Bailey provided a creator commentary on Swim here at Broken Frontier last year where, among other aspects of the comic, she discussed its cross-media approach: “Originally, Fish was going to be a poseable muppet-like puppet, with rods to pose her. However, I went into making her without planning anything, and after three days, a LOT of tin foil, and two old shirts, I had a totally rigid and unmoveable doll. Plan B was to take a ton of photos (I think it ended up being about 600) from different angles, and photoshop elements taken from these together to have a fully posed figure. I only used this when Fish is underwater, to try and represent that strange, submerged feeling where only what’s directly in front of you seems real and everything above the water is almost in another world. The Fish doll is also a little uncanny, and I think it worked pretty nicely to make the panel where she begins to drown more visually uncomfortable than it would if it were drawn.”
Bailey also has an eye for the bleakly humorous in her work and her self-published back catalogue includes the satirical comics Bert + Ernie: Serial Killers and Elmo’s ABC (below). She’s also frequently contributed to small press anthologies, including ‘Rat Hole’ in the currently Kickstarter-funding Cool Comics Club which you can back here.

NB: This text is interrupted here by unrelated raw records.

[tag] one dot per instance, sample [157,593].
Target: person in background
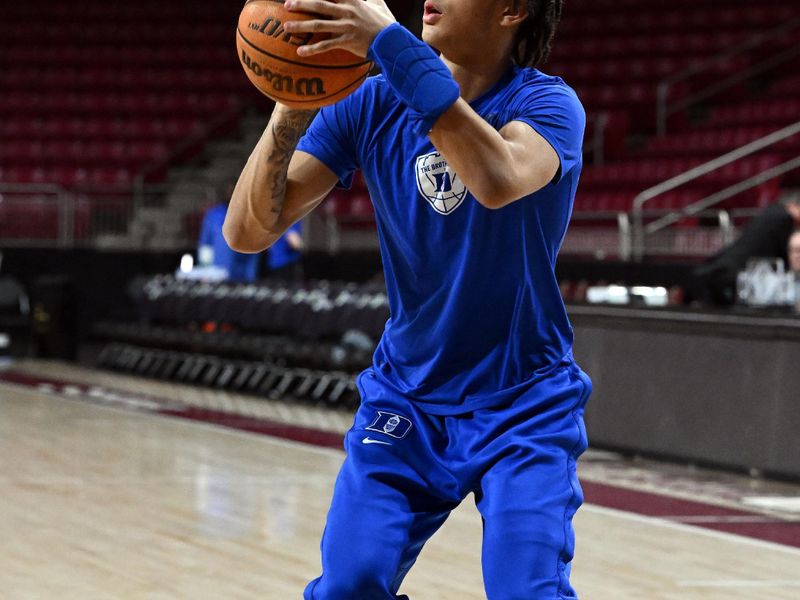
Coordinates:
[793,251]
[212,249]
[284,257]
[765,236]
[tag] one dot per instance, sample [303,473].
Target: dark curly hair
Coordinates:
[535,35]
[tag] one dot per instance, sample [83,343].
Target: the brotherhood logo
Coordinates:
[391,424]
[437,182]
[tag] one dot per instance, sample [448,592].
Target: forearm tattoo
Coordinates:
[285,135]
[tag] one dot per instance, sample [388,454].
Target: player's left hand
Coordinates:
[353,24]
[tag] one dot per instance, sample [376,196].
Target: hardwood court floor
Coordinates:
[99,502]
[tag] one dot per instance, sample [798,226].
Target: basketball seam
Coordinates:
[294,62]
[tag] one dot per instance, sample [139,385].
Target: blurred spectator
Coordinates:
[212,249]
[765,236]
[284,256]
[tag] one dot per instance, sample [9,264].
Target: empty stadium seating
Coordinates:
[116,86]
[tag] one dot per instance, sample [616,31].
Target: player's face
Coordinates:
[794,252]
[459,27]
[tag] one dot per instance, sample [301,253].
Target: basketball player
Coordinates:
[472,159]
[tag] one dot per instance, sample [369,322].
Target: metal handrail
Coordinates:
[664,110]
[709,201]
[692,174]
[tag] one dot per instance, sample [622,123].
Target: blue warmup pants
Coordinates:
[406,470]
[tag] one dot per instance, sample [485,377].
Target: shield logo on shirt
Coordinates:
[391,424]
[437,182]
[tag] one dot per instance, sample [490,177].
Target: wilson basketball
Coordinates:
[269,57]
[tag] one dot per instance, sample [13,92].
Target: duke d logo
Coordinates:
[438,184]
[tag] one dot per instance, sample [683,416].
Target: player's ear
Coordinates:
[514,13]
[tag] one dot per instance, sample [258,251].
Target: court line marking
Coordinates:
[613,512]
[725,519]
[737,583]
[686,528]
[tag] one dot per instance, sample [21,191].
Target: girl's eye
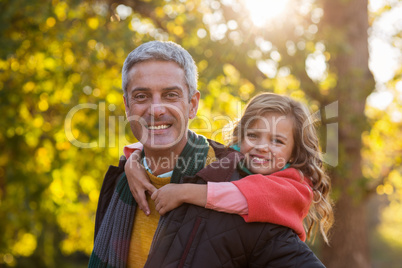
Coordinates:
[251,135]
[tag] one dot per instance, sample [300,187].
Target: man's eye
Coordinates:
[140,96]
[251,135]
[172,95]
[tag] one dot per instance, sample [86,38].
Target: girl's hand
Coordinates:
[168,197]
[138,181]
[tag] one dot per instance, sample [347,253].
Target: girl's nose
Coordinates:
[263,147]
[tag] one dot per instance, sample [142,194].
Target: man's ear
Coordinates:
[194,104]
[125,105]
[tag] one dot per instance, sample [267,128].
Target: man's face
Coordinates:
[158,105]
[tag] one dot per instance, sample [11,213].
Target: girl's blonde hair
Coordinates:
[306,156]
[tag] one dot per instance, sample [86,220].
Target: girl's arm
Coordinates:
[173,195]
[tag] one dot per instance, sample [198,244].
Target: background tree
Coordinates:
[62,111]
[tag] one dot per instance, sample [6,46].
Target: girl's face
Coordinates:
[268,143]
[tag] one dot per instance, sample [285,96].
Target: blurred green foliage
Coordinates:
[60,76]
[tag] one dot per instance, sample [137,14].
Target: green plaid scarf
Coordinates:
[113,239]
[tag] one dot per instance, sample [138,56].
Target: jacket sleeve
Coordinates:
[226,197]
[282,198]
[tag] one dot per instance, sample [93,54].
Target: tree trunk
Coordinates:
[344,28]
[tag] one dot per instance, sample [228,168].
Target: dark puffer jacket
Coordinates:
[191,236]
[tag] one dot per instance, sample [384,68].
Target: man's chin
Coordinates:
[162,144]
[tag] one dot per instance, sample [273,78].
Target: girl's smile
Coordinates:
[268,143]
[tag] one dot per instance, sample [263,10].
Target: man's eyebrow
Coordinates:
[280,136]
[173,88]
[140,89]
[145,89]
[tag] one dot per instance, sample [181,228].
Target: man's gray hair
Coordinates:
[165,51]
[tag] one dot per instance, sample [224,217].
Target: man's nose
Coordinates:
[157,108]
[264,147]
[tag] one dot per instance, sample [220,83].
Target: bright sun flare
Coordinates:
[261,11]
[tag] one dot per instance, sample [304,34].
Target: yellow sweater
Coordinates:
[145,226]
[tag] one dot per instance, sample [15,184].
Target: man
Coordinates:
[160,95]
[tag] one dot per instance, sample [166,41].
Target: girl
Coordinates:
[286,182]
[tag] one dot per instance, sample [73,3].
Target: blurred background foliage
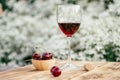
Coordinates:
[23,24]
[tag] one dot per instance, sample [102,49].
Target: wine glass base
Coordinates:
[69,66]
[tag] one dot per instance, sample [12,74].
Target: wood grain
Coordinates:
[102,71]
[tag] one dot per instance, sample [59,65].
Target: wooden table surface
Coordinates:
[102,71]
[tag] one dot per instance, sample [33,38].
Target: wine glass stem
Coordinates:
[69,49]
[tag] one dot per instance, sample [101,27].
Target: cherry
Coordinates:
[51,55]
[55,71]
[46,56]
[36,56]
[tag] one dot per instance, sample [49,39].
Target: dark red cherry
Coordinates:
[52,69]
[56,72]
[46,56]
[36,56]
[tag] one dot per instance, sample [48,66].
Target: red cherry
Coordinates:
[51,55]
[46,56]
[56,72]
[52,69]
[36,56]
[39,59]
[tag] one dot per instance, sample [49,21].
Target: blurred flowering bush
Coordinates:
[28,24]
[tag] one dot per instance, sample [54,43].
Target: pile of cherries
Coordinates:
[55,70]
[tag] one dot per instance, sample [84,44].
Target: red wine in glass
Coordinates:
[69,28]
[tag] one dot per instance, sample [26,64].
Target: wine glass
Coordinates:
[68,18]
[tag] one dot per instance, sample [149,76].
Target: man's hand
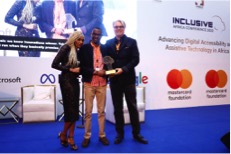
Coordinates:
[119,71]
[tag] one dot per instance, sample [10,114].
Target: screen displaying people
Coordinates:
[57,19]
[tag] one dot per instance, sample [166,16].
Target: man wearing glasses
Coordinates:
[124,51]
[94,80]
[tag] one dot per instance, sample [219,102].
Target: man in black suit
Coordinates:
[89,14]
[124,51]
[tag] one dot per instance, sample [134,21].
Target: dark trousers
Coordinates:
[117,92]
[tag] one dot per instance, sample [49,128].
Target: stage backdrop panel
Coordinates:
[185,52]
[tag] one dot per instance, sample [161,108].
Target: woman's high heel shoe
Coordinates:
[72,143]
[63,139]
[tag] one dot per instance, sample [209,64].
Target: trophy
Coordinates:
[108,61]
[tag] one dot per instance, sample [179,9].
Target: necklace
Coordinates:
[118,46]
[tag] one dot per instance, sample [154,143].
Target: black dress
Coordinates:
[69,85]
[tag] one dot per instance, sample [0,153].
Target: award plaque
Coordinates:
[109,61]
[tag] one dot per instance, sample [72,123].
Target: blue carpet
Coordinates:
[187,130]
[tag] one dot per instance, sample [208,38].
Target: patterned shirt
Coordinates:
[98,65]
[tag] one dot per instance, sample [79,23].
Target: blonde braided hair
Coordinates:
[73,59]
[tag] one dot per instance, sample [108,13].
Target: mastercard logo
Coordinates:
[179,79]
[216,78]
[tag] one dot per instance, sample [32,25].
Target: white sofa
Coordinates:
[38,103]
[140,105]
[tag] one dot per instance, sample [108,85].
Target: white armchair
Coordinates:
[38,103]
[140,105]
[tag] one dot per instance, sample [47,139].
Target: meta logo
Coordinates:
[140,79]
[216,78]
[44,78]
[179,79]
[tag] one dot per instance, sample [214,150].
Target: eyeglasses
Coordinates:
[118,27]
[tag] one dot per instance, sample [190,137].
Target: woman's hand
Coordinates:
[119,71]
[75,70]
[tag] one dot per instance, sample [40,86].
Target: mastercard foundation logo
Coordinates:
[179,79]
[216,78]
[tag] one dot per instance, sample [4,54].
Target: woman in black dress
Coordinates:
[28,16]
[66,61]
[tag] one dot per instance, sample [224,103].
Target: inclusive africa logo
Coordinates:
[216,79]
[179,79]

Coming in 2020 is Zebedee and the Valentines (below), Bailey’s debut long-form graphic novel from the acclaimed Avery Hill Publishing. The solicitation for the book reads:
1982. A pub, somewhere in a small suburban town in the South of England. Zebedee and The Valentines have just played the gig of their lives. The seven people watching them agree.
With a big battle of the bands approaching, lead singer Zebedee and his motley crew of punks seem ready to blow up. But when the Devil is booking your gigs and the competition is fierce, was it ever really going to be that easy?
The debut graphic novel from incredible new creator Abs Bailey, Zebedee and The Valentines is a psychedelic tale of betrayal, tragedy and triumph told through the lens of the 80s, and with the amps turned up to 11.
You can pre-order it from the Avery Hill Publishing site here and you should, because the previews we’ve seen so far indicate it’s by far the very best work from Abs Bailey to date. The preview pages below give you more of an idea of the tempo of the story.
It’s always pleasing, of course, to see all our Broken Frontier ‘Six to Watch’ creators going on to ever bigger things but in the case of Abs Bailey that satisfaction is heightened by the true crossover appeal of her work, the energy she brings to her sequential art, and the way in which she works the page to draw her audience in to the nuances of her storytelling. Make sure you pick up Zebedee and the Valentines this year because it has breakout book written all over it!